Archeologia Viva n. 213 – maggio/giugno 2022
pp. 40-53
di Marcella Frangipane
Una piccola collina nella campagna di Malatya – Turchia orientale – formatasi per la sovrapposizione plurimillenaria di insediamenti umani e dove da sessant’anni lavora una missione archeologica della Sapienza è ora entrata a far parte del Patrimonio mondiale dell’Unesco perché quel rilievo di terra ha conservato la memoria di una lunga vicenda storica e della nascita dello Stato
Il sito di Arslantepe, una collina di terra e storia (un tell, come si dice in gergo archeologico), immersa nel verde della piana di Malatya, nella Turchia orientale a pochi chilometri dalla riva occidentale dell’Eufrate, di recente (luglio 2021) è stato riconosciuto dall’Unesco come Patrimonio mondiale dell’Umanità. La terra di cui è fatta la collina è il materiale (mattoni crudi) con cui sono stati costruiti edifici e interi abitati, distrutti e ricostruiti uno sull’altro nel corso dei millenni.

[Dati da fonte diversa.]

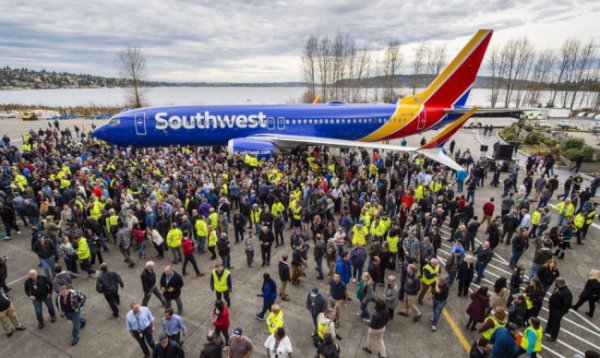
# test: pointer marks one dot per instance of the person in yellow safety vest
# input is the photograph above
(420, 192)
(430, 275)
(220, 283)
(435, 185)
(565, 210)
(212, 241)
(213, 219)
(326, 323)
(365, 217)
(531, 342)
(359, 234)
(255, 217)
(112, 223)
(373, 171)
(579, 223)
(83, 255)
(277, 208)
(378, 228)
(275, 319)
(493, 322)
(174, 238)
(201, 232)
(20, 181)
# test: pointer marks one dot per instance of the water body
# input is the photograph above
(165, 96)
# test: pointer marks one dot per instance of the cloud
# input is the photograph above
(257, 40)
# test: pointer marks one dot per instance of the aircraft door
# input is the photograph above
(422, 120)
(140, 124)
(281, 123)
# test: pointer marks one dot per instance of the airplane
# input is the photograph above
(263, 130)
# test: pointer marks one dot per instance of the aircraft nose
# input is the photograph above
(101, 132)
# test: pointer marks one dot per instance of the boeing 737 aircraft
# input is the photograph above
(264, 129)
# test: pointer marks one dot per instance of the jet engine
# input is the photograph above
(257, 148)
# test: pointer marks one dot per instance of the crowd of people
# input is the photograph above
(376, 219)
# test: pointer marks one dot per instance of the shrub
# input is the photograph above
(572, 143)
(534, 138)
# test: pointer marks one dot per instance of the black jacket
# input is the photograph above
(148, 280)
(561, 300)
(109, 282)
(176, 283)
(42, 288)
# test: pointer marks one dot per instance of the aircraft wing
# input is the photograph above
(489, 112)
(436, 154)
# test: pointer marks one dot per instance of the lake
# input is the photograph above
(165, 96)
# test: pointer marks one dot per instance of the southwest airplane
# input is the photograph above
(264, 129)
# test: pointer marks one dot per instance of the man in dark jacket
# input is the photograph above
(315, 303)
(39, 289)
(213, 348)
(284, 276)
(148, 278)
(108, 284)
(171, 284)
(559, 304)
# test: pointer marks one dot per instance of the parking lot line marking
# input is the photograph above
(457, 332)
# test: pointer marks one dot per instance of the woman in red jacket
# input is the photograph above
(220, 319)
(187, 247)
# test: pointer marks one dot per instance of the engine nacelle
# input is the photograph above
(260, 149)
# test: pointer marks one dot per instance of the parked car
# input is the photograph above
(543, 124)
(566, 125)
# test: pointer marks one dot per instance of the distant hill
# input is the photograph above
(20, 78)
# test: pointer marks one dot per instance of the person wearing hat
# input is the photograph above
(494, 321)
(240, 346)
(167, 348)
(504, 342)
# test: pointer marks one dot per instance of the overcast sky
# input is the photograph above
(260, 40)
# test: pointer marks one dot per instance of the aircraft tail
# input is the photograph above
(446, 133)
(452, 86)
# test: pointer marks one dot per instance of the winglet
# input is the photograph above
(447, 133)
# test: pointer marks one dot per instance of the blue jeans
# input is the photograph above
(48, 266)
(319, 262)
(77, 320)
(451, 277)
(357, 271)
(516, 255)
(37, 306)
(226, 261)
(364, 312)
(438, 306)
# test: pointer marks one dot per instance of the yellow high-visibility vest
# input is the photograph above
(275, 321)
(539, 333)
(221, 283)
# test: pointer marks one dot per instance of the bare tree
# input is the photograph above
(580, 67)
(309, 66)
(324, 66)
(391, 61)
(132, 66)
(541, 76)
(418, 66)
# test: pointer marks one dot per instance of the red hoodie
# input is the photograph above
(221, 320)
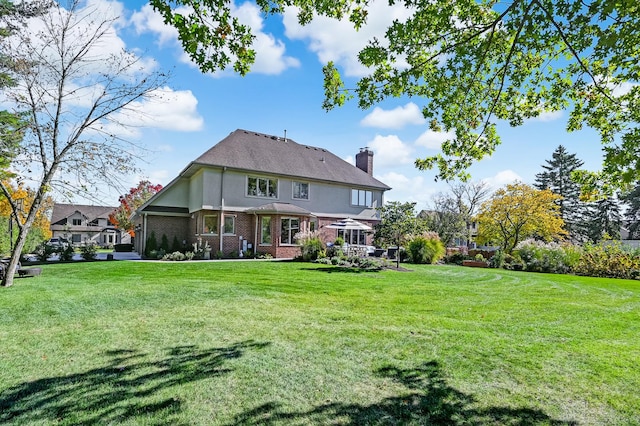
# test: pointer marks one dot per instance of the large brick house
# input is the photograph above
(80, 224)
(253, 191)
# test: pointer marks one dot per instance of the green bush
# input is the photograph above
(608, 259)
(121, 248)
(538, 256)
(426, 248)
(66, 254)
(44, 251)
(455, 258)
(89, 251)
(311, 245)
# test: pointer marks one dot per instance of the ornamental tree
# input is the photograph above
(130, 202)
(473, 64)
(517, 212)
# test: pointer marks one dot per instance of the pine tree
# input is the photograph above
(605, 220)
(557, 178)
(632, 213)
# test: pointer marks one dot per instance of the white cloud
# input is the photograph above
(147, 20)
(548, 116)
(622, 88)
(164, 109)
(408, 189)
(390, 151)
(502, 178)
(270, 52)
(396, 118)
(433, 140)
(338, 41)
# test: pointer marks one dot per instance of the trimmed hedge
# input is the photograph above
(121, 248)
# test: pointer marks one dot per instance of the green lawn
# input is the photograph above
(270, 343)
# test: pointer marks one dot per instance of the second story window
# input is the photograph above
(301, 190)
(360, 197)
(262, 187)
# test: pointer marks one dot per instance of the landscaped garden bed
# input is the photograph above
(282, 343)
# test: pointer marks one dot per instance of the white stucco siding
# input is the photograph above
(177, 196)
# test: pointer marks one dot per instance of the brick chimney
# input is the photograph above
(364, 160)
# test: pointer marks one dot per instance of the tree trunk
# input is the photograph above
(15, 257)
(7, 281)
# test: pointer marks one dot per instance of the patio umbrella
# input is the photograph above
(352, 229)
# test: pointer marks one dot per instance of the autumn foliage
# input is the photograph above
(24, 196)
(130, 202)
(518, 212)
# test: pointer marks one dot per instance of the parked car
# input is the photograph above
(58, 242)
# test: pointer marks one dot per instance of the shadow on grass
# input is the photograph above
(343, 269)
(129, 387)
(429, 400)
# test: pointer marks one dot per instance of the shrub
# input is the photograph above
(175, 256)
(88, 251)
(426, 248)
(609, 259)
(44, 252)
(497, 260)
(122, 248)
(311, 245)
(66, 254)
(539, 256)
(455, 258)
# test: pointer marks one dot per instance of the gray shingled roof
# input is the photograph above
(61, 211)
(261, 153)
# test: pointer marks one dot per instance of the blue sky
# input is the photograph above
(284, 93)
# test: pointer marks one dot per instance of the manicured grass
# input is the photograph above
(275, 343)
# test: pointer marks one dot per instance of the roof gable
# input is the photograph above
(63, 211)
(261, 153)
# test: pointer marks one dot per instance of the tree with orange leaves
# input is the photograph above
(517, 212)
(23, 199)
(129, 203)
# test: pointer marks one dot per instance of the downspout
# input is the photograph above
(255, 236)
(221, 218)
(143, 243)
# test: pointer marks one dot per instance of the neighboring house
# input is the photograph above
(253, 191)
(81, 224)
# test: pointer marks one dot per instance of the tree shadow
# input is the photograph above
(428, 400)
(128, 387)
(342, 269)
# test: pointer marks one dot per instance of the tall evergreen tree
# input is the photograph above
(557, 178)
(632, 213)
(605, 220)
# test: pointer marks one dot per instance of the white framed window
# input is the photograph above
(229, 225)
(265, 230)
(210, 224)
(301, 190)
(360, 197)
(289, 227)
(262, 187)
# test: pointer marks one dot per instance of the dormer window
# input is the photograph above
(262, 187)
(360, 197)
(300, 190)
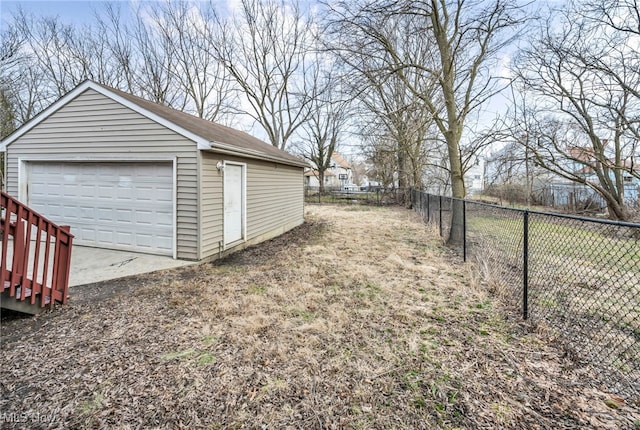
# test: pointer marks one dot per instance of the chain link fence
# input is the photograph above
(369, 195)
(579, 278)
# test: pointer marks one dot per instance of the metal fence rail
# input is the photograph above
(578, 277)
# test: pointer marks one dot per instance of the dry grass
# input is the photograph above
(358, 319)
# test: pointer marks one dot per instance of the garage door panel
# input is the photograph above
(112, 205)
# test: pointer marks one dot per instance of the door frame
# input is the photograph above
(24, 173)
(243, 179)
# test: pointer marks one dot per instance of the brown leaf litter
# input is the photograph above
(357, 319)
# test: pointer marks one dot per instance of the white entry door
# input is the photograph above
(117, 205)
(234, 202)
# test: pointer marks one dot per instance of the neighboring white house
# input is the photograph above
(337, 175)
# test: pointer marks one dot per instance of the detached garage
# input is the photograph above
(129, 174)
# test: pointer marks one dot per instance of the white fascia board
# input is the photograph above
(225, 148)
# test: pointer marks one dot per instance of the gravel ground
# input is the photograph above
(357, 319)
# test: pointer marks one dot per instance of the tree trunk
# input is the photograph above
(321, 181)
(456, 234)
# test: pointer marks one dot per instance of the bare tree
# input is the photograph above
(265, 47)
(203, 80)
(464, 36)
(581, 82)
(328, 111)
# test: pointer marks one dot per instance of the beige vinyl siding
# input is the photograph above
(93, 127)
(275, 197)
(211, 210)
(275, 200)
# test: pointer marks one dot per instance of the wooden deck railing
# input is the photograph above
(35, 256)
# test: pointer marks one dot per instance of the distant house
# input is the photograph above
(337, 175)
(126, 173)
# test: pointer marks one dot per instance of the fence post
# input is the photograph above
(464, 231)
(525, 266)
(440, 201)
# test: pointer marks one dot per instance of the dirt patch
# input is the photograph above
(359, 319)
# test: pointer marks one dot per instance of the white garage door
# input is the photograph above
(125, 206)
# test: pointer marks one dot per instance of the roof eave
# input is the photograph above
(200, 141)
(225, 148)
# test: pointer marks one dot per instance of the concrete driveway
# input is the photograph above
(90, 265)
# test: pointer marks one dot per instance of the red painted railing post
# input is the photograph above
(64, 264)
(19, 221)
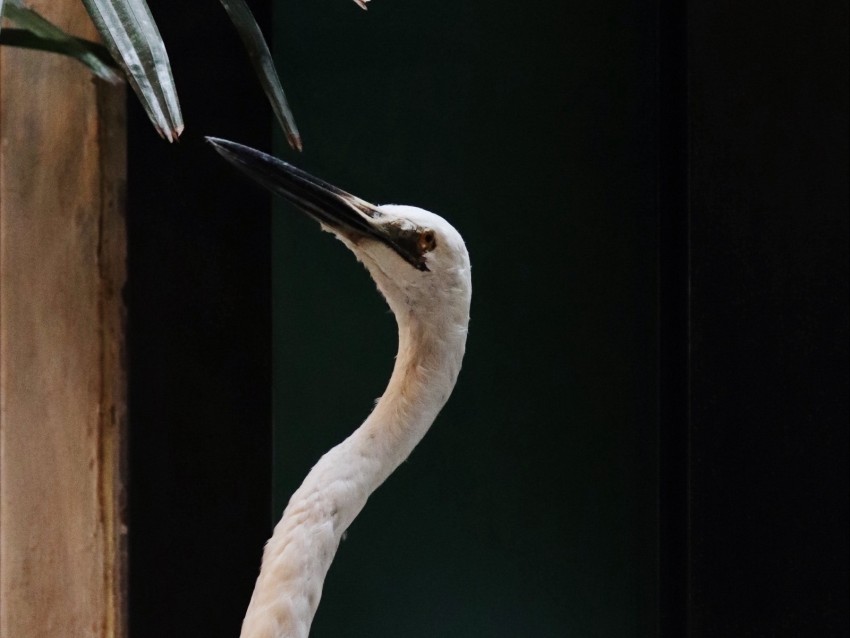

La storia è la “materia immateriale” di cui è fatta la collina, ossia la vita, gli eventi, i cambiamenti vissuti dalle popolazioni che quel luogo hanno abitato per così tanto tempo e che hanno lasciato traccia di sé nelle rovine degli edifici distrutti. Ad Arslantepe ha lavorato per sessant’anni un’équipe dell’Università di Roma La Sapienza, con un progetto di scavi e ricerche a lungo termine che ha consentito di ricostruire, anno dopo anno, i “frammenti” di un passato intrappolato in quelle rovine di terra, rivelando vicende e processi storici di un lunghissimo arco temporale, dal V millennio a.C. fino all’età Neo-Ittita (I millennio a.C.).